With a waistline as imposing as his street-rep for smashing liquor bottles over clubbers who get in his way, Fat Joe is clearly a man who is used to being catered to. Fittingly, All or Nothing, his latest release, is a silver platter of dense, stylish and almost satisfying rap melodies. Almost.

    For all of the luxury production work from young superstars Cool & Dre; the grimmest white boy studio-master in the game, Scott Storch; and future-hall-of-famer Just Blaze, Fat Joe still can’t let the beats do the heavy lifting. You’d think he’d learn from his past, considering that all of his major hits have come from his ability to shut up and let the melody and guest verses drag him around like a 300-lb terrier (“What’s Luv?,” “Lean Back”).

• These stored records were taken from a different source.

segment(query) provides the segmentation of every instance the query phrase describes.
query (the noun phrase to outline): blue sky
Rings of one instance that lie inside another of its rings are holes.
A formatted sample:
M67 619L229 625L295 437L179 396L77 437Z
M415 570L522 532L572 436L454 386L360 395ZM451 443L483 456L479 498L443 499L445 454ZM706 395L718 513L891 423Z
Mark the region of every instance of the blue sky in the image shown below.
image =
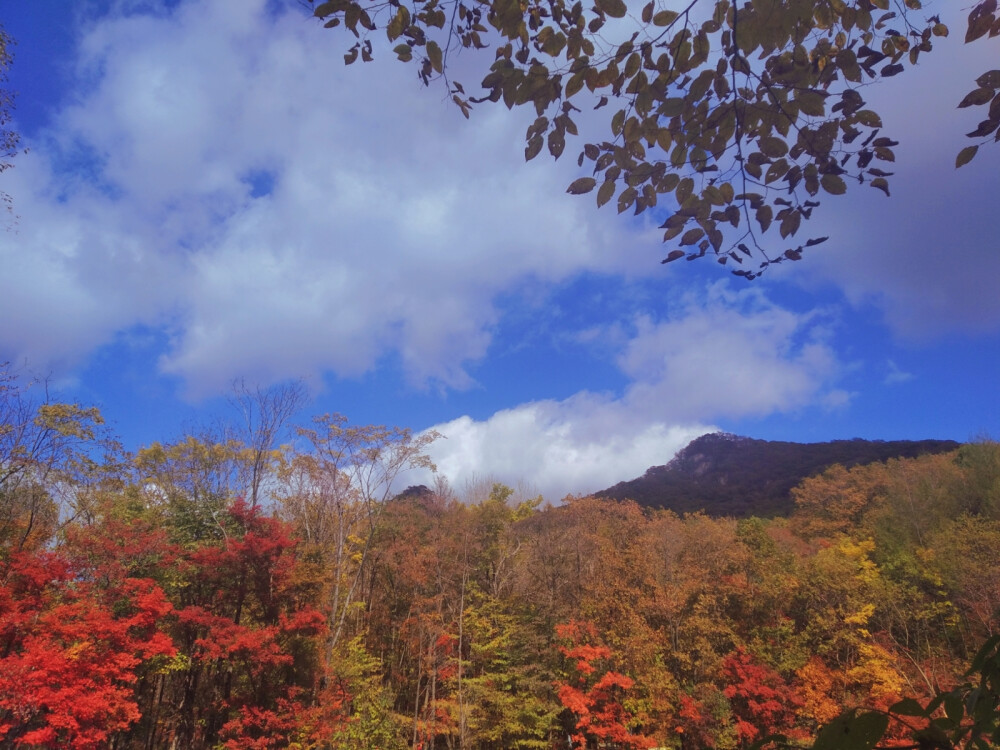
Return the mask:
M387 55L345 68L297 3L0 0L30 148L0 176L0 361L133 448L224 414L236 378L302 378L307 414L435 428L453 484L550 499L712 429L995 437L1000 149L953 164L996 43L944 20L866 91L893 197L827 197L804 232L830 241L747 284L662 266L662 216L565 194L572 144L523 162L529 113L466 121Z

    But no, he does his best to scar “So Much More” and its Church-organ loops with Bad-Ass-Rap-101-level verses. His best line: “Make ya hair stand up like you ‘Growing Up Gotti’ ” gets lost in the shuffle of how much he misses Big Pun and how fucking awesome his own street buzz is.

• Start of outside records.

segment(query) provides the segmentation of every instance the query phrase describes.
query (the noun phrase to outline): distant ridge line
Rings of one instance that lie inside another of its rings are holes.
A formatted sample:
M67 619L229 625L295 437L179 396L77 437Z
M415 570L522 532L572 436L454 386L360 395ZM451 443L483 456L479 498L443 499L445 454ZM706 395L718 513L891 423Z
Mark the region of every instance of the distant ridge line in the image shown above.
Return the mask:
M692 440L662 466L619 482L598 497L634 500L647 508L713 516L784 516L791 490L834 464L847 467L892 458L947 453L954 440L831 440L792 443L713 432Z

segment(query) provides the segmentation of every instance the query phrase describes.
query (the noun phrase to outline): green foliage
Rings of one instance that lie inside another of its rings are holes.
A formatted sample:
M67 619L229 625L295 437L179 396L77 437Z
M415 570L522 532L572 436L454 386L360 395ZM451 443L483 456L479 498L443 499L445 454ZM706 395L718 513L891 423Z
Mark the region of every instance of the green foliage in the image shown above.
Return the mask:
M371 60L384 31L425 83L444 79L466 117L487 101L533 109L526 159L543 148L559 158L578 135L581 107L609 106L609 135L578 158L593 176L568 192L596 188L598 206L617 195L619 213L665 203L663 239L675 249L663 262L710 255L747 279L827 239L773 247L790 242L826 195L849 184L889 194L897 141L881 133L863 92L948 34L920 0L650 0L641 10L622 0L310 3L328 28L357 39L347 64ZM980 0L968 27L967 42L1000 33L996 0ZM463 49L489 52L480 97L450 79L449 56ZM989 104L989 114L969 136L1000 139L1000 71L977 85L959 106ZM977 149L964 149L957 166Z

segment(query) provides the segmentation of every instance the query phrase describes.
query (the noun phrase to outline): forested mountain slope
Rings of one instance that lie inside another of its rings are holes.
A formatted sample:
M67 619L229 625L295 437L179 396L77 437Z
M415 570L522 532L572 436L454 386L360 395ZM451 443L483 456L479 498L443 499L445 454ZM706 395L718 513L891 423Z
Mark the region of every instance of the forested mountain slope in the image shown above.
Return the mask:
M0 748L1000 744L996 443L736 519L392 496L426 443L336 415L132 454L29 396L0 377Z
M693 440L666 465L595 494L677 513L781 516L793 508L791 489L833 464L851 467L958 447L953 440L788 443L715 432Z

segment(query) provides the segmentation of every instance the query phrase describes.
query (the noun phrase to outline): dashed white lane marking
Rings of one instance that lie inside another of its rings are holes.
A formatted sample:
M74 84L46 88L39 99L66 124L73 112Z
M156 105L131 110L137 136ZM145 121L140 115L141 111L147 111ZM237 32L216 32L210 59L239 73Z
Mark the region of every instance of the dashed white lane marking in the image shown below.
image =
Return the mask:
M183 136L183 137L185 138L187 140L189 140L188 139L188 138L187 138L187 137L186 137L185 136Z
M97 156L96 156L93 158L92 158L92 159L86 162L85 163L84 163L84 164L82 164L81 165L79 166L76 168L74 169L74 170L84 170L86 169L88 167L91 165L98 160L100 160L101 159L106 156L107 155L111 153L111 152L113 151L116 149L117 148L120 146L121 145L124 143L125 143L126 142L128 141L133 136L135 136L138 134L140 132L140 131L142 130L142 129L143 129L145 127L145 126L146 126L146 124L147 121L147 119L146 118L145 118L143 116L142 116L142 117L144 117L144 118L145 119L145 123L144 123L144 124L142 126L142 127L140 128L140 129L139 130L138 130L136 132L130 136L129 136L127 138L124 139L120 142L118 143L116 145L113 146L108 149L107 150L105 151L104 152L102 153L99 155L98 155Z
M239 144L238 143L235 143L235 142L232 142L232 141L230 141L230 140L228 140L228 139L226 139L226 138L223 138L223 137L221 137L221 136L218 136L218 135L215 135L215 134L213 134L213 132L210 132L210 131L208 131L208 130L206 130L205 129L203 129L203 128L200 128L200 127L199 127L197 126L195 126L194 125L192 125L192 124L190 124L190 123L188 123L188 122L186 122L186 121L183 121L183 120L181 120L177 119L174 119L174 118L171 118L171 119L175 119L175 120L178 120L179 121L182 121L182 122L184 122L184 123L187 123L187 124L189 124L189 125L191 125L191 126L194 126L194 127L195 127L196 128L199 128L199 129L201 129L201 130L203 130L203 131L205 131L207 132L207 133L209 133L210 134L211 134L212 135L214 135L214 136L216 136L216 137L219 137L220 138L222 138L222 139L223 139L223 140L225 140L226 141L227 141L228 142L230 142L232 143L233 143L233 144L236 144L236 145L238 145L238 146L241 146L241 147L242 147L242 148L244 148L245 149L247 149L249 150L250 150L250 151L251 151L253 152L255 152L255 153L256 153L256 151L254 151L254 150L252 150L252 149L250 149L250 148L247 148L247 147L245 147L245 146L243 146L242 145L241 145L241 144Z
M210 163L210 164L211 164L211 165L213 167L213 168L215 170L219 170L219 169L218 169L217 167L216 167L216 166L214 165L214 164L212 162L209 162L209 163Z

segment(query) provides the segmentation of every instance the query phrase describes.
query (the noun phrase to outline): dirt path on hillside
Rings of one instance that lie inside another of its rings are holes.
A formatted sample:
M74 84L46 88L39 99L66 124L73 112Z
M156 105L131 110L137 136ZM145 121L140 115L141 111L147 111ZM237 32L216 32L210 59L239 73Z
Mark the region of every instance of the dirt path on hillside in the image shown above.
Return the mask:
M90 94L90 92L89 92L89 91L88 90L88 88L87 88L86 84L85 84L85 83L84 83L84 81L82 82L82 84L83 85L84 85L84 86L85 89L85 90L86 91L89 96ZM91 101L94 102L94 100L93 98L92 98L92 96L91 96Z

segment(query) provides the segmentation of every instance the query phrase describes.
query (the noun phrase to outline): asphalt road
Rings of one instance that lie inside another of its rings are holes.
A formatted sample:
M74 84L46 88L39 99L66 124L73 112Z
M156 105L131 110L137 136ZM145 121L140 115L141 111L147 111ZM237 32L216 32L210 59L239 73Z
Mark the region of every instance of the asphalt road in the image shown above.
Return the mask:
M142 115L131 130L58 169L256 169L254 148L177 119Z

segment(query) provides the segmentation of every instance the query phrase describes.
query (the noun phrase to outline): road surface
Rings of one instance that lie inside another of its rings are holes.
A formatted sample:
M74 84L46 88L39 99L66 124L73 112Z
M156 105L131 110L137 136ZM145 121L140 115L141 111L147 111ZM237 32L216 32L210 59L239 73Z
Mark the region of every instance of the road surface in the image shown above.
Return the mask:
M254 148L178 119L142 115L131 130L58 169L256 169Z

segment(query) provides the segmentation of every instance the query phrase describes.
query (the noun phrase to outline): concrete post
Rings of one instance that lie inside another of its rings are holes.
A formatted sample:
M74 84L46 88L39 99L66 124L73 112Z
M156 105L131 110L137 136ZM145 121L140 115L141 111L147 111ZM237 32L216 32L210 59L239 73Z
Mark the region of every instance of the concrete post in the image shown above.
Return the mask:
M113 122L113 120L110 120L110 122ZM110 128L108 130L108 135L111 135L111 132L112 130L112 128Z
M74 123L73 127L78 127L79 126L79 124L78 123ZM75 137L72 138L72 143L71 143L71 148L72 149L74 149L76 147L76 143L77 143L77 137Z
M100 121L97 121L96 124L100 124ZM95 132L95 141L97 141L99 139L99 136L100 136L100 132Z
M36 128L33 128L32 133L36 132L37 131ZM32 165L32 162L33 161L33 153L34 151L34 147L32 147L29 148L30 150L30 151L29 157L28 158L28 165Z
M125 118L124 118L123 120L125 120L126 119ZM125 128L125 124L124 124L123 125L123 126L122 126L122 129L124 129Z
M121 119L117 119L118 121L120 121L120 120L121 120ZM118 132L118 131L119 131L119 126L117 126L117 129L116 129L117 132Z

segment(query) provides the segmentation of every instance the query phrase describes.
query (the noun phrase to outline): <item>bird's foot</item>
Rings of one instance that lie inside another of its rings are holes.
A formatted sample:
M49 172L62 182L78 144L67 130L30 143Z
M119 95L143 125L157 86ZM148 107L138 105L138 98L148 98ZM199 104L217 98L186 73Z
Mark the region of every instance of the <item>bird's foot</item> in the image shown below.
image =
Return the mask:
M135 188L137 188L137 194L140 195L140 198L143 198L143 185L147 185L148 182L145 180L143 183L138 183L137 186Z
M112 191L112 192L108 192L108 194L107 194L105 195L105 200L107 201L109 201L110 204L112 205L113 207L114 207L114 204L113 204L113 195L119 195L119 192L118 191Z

    If you can tune out Joe for long enough, All or Nothing does have enough sprinting club-thumpers to fill a Jamaican relay team. “Get It Poppin’ ” seemingly ignores every single rap trend of the past four years (Crunk, Bollywood, etc.) and sticks with a reliable ratio of snares/kicks/handclaps/Nelly that make 2001 feel like it was 20 years ago. Just Blaze owns “Safe 2 Say (The Incredible)” and drives the linebacker-thick samples around the beat harder than a candy-painted Phantom.

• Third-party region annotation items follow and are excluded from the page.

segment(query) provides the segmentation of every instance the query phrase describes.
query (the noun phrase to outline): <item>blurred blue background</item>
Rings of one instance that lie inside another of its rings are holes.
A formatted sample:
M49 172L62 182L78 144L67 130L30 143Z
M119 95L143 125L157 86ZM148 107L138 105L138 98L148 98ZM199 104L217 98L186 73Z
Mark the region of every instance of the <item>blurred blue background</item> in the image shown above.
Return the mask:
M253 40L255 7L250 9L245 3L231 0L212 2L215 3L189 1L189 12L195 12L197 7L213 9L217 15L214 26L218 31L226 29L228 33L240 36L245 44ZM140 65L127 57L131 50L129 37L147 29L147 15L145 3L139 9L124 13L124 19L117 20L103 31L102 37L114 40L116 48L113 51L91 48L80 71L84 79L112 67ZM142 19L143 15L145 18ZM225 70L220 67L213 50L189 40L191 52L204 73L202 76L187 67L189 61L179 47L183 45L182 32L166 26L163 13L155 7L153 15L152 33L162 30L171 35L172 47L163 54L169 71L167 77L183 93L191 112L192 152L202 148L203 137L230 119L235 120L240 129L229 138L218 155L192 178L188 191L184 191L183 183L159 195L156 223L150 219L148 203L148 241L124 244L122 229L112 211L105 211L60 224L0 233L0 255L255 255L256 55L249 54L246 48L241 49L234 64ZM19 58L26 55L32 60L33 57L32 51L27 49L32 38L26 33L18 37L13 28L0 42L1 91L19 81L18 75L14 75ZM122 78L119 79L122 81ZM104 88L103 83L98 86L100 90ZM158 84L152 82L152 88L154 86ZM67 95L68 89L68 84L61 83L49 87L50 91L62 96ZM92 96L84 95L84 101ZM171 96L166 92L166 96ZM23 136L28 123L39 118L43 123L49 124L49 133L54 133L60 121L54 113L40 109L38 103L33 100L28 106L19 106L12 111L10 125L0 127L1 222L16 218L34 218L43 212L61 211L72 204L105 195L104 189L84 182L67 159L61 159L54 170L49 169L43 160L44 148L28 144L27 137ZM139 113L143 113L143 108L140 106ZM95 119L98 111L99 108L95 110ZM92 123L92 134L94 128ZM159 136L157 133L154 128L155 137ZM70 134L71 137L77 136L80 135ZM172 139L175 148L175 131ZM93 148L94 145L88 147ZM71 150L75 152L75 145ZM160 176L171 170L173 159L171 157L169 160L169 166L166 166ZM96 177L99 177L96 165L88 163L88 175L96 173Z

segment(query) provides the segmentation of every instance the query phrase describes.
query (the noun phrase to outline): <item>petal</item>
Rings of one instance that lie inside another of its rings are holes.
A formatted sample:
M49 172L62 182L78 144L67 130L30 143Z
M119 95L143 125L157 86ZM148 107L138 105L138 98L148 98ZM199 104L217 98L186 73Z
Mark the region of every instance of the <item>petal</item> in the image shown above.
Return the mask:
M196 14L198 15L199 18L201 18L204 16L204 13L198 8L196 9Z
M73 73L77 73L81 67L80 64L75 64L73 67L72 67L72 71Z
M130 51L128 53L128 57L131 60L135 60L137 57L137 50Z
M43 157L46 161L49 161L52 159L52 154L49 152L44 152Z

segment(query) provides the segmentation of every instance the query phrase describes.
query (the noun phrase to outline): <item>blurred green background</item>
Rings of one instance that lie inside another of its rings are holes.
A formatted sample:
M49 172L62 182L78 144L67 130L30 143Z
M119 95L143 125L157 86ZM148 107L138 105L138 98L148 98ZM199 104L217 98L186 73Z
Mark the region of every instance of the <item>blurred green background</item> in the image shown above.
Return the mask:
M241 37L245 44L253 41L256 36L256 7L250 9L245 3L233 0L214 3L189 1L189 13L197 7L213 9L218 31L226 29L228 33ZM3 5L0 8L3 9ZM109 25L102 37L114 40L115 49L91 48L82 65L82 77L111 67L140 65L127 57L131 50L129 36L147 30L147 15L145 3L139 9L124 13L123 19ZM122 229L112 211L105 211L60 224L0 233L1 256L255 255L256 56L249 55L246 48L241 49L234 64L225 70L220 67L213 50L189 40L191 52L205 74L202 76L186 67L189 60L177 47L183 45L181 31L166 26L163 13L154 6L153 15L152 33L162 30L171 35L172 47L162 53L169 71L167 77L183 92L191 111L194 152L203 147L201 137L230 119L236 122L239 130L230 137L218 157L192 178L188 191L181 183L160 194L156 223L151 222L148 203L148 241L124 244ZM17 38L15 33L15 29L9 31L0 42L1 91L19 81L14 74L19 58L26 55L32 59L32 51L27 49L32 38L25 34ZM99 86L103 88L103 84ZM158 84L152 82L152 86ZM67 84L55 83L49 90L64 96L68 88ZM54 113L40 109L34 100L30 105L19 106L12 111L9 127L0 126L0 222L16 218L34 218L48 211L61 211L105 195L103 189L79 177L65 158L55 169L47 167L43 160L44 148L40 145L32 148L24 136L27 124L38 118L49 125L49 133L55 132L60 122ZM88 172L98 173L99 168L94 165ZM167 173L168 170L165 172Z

    All this is fine and good, but damn if it doesn’t make you wish Jadakiss got his hands on this product. Or T.I. Hell, even Memphis “Coattails” Bleak might squeeze more out of this orchard of beats that Fat Joe.

    Even the softball of the moment, wailing on 50 Cent, evades Joe. In response to 50’s fish grease-hot “Piggy Bank,” Fat Joe makes the following observation on “My FoFo”: “Is it me or does ‘Candy Shop’ sound like ‘Magic Stick’ / In the video this nigga’s about to strip.”

        Wow, you know, I think it’s pretty much everyone who has listened to those two songs. But still, good try Joey.

    The instrumentals from All or Nothing are ripe for mix-tape hijacking and certainly boost the CV’s of Storch and Cool &Dre’s already soaring stars. But as it is right now, All or Nothing is best heard from a few rooms away where only the dirtiest of basslines and kinkiest of melodies are audible.